A 47-year-old man with prior right ulnar collateral ligament reconstruction presented with angina and was referred for cardiac catheterization. Right radial artery angiogram was normal (Fig. 1A, Online Video 1). A J-tip guidewire met resistance just above the elbow. A subsequent brachial angiogram revealed an extremely tortuous recurrent brachial artery loop (Figs. 1B and 1C, Online Videos 2 and 3). The transradial approach is increasingly common in coronary angiography, reducing the risk of access site complications (1,2). Full radial artery loops occur in 1% to 2% of patients, and can often be straightened with a guidewire (3,4). However, the prevalence and challenges presented by brachial artery loops are not discussed in the literature.
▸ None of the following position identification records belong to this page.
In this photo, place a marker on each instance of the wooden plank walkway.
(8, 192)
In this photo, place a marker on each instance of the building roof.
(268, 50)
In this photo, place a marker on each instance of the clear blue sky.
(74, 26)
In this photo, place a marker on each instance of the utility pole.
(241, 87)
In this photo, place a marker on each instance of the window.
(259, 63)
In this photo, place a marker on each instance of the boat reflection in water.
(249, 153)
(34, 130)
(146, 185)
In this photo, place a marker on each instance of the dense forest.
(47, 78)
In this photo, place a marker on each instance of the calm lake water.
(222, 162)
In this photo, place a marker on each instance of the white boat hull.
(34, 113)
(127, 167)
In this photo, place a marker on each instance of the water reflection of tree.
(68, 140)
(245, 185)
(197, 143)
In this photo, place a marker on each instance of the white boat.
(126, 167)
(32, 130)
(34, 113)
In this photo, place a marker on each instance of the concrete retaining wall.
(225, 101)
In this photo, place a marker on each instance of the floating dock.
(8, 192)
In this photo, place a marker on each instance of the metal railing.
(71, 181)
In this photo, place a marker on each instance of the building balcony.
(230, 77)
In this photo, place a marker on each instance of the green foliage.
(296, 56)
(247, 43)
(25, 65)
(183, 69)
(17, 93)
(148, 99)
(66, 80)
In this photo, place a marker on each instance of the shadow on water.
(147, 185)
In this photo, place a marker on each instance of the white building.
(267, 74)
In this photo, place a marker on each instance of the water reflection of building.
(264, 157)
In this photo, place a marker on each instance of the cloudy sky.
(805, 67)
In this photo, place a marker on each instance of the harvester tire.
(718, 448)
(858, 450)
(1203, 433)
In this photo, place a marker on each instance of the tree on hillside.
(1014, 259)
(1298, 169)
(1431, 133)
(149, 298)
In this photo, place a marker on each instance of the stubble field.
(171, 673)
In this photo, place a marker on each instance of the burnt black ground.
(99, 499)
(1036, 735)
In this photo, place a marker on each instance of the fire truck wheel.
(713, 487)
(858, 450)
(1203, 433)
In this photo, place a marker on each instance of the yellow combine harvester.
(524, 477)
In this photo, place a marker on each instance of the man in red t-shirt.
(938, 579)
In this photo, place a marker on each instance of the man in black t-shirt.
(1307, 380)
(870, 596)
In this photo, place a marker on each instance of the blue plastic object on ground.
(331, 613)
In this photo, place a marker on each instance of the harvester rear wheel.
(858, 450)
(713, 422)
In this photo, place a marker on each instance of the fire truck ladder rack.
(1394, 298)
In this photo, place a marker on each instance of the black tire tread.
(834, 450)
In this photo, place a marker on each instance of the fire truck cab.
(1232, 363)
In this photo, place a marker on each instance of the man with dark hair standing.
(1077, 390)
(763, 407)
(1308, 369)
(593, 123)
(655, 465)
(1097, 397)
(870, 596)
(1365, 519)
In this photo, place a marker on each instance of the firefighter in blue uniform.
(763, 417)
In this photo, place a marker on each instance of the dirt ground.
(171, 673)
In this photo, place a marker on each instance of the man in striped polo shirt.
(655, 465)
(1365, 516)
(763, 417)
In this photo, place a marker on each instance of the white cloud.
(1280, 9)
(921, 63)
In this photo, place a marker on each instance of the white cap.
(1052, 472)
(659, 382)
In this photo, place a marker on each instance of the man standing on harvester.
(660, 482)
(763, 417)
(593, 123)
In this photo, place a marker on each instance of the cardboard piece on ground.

Furthermore, it is not known whether these tend to occur unilaterally or bilaterally, so there are no data guiding the choice between contralateral radial artery versus femoral artery as the alternative access site. Our decision was to attempt contralateral radial access. That decision proved prudent, as the patient's left upper extremity demonstrated normal anatomy (Fig. 1D, Online Video 4).
For accompanying videos, please see the online version of this paper.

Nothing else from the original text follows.